When it comes to testing drugs people can be equally as bad at assessing their effects. This is down to a myriad of psychological effects – the expectation effect for one. Essentially people expect an effect from some sort of remedy and then overinterpret or attribute any improvement experienced to the treatment given.

Clearly there needs to be a way of controlling for the unreliable nature of human beings…

…and there is: the blind trial. To determine if a drug has a real effect patients are randomly assigned to one of two groups placebo (or control) and treatment (or experimental). The treatment group unknowingly received the remedy being tested and the placebo group are given a suitable alternative that it is known has no active ingredients or effect. If there is a greater effect size in the treatment group compared to the placebo group then you can be more sure that the remedy is effective.

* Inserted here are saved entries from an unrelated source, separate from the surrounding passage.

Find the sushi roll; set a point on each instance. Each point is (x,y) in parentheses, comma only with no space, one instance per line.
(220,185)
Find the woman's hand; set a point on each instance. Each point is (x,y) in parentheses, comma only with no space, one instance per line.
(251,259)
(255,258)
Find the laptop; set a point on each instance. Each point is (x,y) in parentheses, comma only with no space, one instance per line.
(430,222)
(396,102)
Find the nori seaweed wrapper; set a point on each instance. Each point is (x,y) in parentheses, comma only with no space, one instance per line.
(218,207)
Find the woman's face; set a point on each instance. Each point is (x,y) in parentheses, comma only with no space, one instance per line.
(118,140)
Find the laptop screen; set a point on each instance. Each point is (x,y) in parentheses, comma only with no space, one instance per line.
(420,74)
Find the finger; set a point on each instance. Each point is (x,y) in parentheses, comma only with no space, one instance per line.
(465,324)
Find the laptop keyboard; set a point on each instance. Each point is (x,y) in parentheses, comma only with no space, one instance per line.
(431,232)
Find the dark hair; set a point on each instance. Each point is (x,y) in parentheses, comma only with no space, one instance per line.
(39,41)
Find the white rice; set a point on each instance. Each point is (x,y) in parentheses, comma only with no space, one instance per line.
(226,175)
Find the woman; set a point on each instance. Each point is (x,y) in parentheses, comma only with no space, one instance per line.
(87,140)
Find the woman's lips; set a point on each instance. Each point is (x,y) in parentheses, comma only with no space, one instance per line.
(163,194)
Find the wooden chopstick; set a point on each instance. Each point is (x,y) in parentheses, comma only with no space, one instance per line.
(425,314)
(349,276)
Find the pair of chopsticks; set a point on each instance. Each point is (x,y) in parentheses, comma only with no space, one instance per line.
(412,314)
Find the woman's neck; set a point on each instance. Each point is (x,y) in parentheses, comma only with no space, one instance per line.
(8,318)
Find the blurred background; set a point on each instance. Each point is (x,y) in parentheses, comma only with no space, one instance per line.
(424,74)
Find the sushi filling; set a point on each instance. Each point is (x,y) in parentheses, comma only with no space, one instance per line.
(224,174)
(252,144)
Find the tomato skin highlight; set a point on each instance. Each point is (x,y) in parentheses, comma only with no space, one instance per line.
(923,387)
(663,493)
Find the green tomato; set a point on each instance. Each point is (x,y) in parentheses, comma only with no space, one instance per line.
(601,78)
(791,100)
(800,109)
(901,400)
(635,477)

Except, well, there can be issues where, either conciously or unconciously, the experimenters can bias the results of the study. By reinterpreting results that seem odd or don’t fit with what they would expect; rechecking results that seem odd but taking on face value those that fit their hypothesis. They could also not properly randomly assign people to treatment groups – assigning “stronger” or “healthier” folks to the treatment group and “weaker” folks to the control group in order to bias the results in favour of the treatment group.

To avoid this scenario studies can be double blinded.

This is where not only do the patients not know if they are getting a remedy or a placebo but those administering the treatment don’t know either. So there is no way they can bias the results! Now this tells you if a remedy is better then placebo or more technically it tells you whether there is a significant difference between the two groups. To measure how much of a difference one should really employ an effect size measure of some sort. There is no point lauding a remedy based on statistical significance alone as the effect size it has over placebo could be tiny.

By going through this process you can determine whether or not a remedy is actually effective and whether it is likely to help your condition.

Unfortunately, in the case of many, many complementary and alternative therapies the above method is not followed in research and you see a lot of low quality (not properly blinded/problems with randomization and the like) trials that show CAM therapies and remedies have an effect. For people unaware of the quality issues encountering the “high quality” trials and the fact they contradict the findings of “low quality trials” can make it appear that there is still some debate of the efficacy of such trials – but there really isn’t.

There is the adoption of scientific language and appropriation of approximations of the methods of evidence based medicine that all add up to create the illusion that there is scientific evidence when in reality it’s just pseudoscience.

In an ideal world people wouldn’t be fooled by such things and would not spend their money on engineless cars – but until then I suppose it will only ever be the skeptics who expose those who peddle placebos as paneceas for all your ills in the interests of consumer rights and in the interests of good public health.